Comment financer la transition ? « Aujourd'hui, le tarif réglementé de l'électricité est trop bas pour inciter les acteurs à investir », juge Robert Durdilly. L'UFE appelle à ce que le prix reflète les coûts réels, par addition de ses différentes composantes. « Dans le cadre du service public, il y aurait moyen de mutualiser les investissements entre l'eau, le gaz et l'électricité », nuance Daniel Belon, directeur adjoint de la FNCCR (Fédération nationale des collectivités concédantes et régies). Il propose aussi de faire évoluer le tarif d'utilisation des réseaux publics d'électricité (Turpe), part finançant l'acheminement de l'électricité dans le prix du kilowattheure, en la divisant en deux composantes. L'une serait réajustée tous les quatre ans, comme actuellement, pour les financements usuels. L'autre offrirait une visibilité plus longue aux gestionnaires pour les investissements plus lourds, comme l'installation de compteurs communicants.

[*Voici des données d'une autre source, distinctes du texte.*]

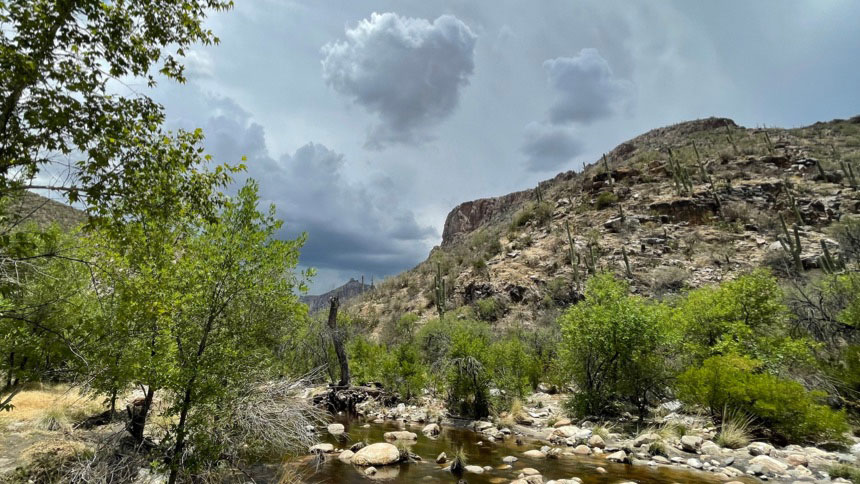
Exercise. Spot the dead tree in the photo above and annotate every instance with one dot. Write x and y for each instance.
(337, 340)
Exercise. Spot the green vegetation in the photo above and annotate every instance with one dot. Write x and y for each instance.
(783, 407)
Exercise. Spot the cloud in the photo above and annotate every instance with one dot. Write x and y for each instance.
(354, 227)
(549, 147)
(407, 71)
(586, 89)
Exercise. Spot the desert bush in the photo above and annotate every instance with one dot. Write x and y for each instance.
(845, 471)
(489, 309)
(605, 199)
(784, 407)
(735, 429)
(614, 346)
(745, 316)
(847, 234)
(668, 278)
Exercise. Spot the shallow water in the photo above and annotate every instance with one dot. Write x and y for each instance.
(486, 454)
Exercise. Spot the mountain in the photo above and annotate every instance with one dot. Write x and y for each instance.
(678, 207)
(31, 207)
(348, 291)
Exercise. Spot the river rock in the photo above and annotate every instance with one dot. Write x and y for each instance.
(565, 431)
(759, 448)
(534, 454)
(346, 456)
(691, 443)
(379, 454)
(581, 450)
(596, 441)
(769, 464)
(400, 435)
(797, 460)
(645, 439)
(619, 456)
(324, 448)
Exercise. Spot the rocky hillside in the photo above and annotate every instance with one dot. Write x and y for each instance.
(348, 291)
(681, 206)
(31, 207)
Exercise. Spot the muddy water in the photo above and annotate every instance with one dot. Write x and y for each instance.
(485, 454)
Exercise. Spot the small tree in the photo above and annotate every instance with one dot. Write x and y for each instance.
(613, 345)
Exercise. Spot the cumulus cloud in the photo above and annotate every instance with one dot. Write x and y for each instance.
(549, 147)
(354, 227)
(407, 71)
(586, 89)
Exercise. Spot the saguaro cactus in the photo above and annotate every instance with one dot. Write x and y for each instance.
(791, 246)
(439, 288)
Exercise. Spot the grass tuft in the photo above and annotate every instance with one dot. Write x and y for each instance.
(736, 430)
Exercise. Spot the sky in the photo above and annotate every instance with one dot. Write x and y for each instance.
(366, 122)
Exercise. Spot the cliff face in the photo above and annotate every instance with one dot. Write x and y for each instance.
(469, 216)
(345, 292)
(677, 207)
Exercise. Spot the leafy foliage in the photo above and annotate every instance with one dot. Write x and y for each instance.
(784, 407)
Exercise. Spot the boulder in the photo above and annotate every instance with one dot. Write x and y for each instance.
(565, 431)
(691, 443)
(769, 464)
(379, 454)
(561, 422)
(534, 454)
(596, 441)
(346, 455)
(431, 430)
(645, 439)
(324, 448)
(797, 460)
(619, 456)
(759, 448)
(400, 435)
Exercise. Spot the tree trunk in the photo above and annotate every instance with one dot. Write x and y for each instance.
(137, 415)
(337, 339)
(180, 435)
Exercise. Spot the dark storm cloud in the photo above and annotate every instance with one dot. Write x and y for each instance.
(408, 71)
(353, 227)
(549, 147)
(586, 89)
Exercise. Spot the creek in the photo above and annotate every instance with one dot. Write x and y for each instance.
(480, 454)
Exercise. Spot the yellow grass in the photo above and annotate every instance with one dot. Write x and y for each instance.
(50, 401)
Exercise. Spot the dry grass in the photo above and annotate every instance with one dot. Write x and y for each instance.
(51, 407)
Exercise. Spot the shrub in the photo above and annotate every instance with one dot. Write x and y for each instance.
(668, 278)
(783, 406)
(735, 429)
(605, 199)
(845, 471)
(614, 346)
(745, 316)
(489, 309)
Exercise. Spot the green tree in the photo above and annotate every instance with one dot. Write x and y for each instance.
(785, 408)
(746, 316)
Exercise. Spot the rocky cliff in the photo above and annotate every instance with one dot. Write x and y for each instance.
(678, 207)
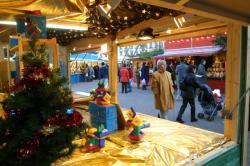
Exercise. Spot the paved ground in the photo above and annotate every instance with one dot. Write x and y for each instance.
(143, 101)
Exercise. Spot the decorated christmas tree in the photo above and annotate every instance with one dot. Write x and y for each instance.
(39, 123)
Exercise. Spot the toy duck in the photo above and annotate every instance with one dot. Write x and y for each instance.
(100, 95)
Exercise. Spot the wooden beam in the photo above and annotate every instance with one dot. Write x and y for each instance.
(182, 2)
(95, 49)
(113, 71)
(232, 79)
(246, 120)
(142, 25)
(83, 43)
(179, 34)
(201, 10)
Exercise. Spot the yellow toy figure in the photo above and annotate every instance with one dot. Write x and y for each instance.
(100, 95)
(137, 124)
(95, 139)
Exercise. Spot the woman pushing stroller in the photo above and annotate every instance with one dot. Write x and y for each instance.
(188, 92)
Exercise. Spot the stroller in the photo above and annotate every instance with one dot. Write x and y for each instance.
(211, 103)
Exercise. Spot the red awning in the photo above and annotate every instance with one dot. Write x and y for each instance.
(194, 51)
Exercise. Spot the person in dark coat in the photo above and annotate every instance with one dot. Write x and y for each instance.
(170, 69)
(181, 69)
(124, 74)
(96, 69)
(144, 75)
(188, 94)
(201, 71)
(103, 74)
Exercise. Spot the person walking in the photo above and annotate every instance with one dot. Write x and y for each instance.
(162, 87)
(131, 74)
(188, 88)
(103, 74)
(96, 70)
(170, 69)
(181, 72)
(91, 73)
(124, 74)
(201, 71)
(138, 76)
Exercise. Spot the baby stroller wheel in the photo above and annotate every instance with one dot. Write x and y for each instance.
(210, 118)
(200, 115)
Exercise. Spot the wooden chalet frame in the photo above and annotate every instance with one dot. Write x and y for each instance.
(237, 69)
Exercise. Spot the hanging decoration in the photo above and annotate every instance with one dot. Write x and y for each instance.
(125, 15)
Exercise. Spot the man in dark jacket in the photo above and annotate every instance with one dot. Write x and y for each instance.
(181, 69)
(103, 74)
(145, 75)
(188, 94)
(201, 71)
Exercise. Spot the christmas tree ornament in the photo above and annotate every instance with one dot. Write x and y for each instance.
(38, 112)
(69, 111)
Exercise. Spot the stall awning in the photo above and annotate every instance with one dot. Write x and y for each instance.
(91, 56)
(194, 51)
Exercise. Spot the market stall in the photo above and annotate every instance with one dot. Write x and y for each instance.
(194, 144)
(182, 145)
(79, 63)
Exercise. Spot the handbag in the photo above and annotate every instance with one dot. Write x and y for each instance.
(143, 82)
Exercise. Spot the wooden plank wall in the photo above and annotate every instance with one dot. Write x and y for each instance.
(232, 79)
(113, 71)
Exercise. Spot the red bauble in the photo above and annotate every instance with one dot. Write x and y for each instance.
(28, 148)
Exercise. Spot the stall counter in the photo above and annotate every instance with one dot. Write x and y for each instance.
(165, 143)
(217, 83)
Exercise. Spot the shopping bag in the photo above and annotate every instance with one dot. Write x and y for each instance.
(130, 82)
(143, 82)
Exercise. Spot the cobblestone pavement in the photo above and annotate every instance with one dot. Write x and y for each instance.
(143, 101)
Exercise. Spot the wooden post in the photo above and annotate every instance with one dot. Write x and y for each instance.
(245, 143)
(20, 56)
(232, 79)
(55, 53)
(113, 70)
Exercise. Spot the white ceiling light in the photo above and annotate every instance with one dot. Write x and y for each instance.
(176, 23)
(49, 25)
(169, 31)
(61, 26)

La fiscalité sera une autre source de financement. Comme l'instauration d'une taxe carbone, « à condition de ne pas réitérer les erreurs du passé », recommande l'économiste Alain Grandjean. Elle devrait intégrer une tarification sociale de l'électricité et une partie des recettes être réinvestie dans des travaux pour la transition énergétique. De son côté, Négawatt promeut une fiscalité plus globale, pas seulement sur le carbone. Elle s'appliquerait aux sources d'énergie primaires et dépendrait du rendement de la chaîne énergétique jusqu'au consommateur final. Un coefficient intégrerait aussi les externalités environnementales (gaz à effet de serre, déchets toxiques, risques industriels et sanitaires...). En particulier pour les travaux d'économies d'énergie, Alain Grandjean et FNH ont pensé à un financement par prêts bancaires dont les remboursements suivraient les courbes des économies réalisées. « Via la Banque européenne d'investissement, détaille Alain Grandjean, et pour éviter la spéculation et la hausse des taux d'intérêt, elle se financerait auprès de la Banque centrale européenne. »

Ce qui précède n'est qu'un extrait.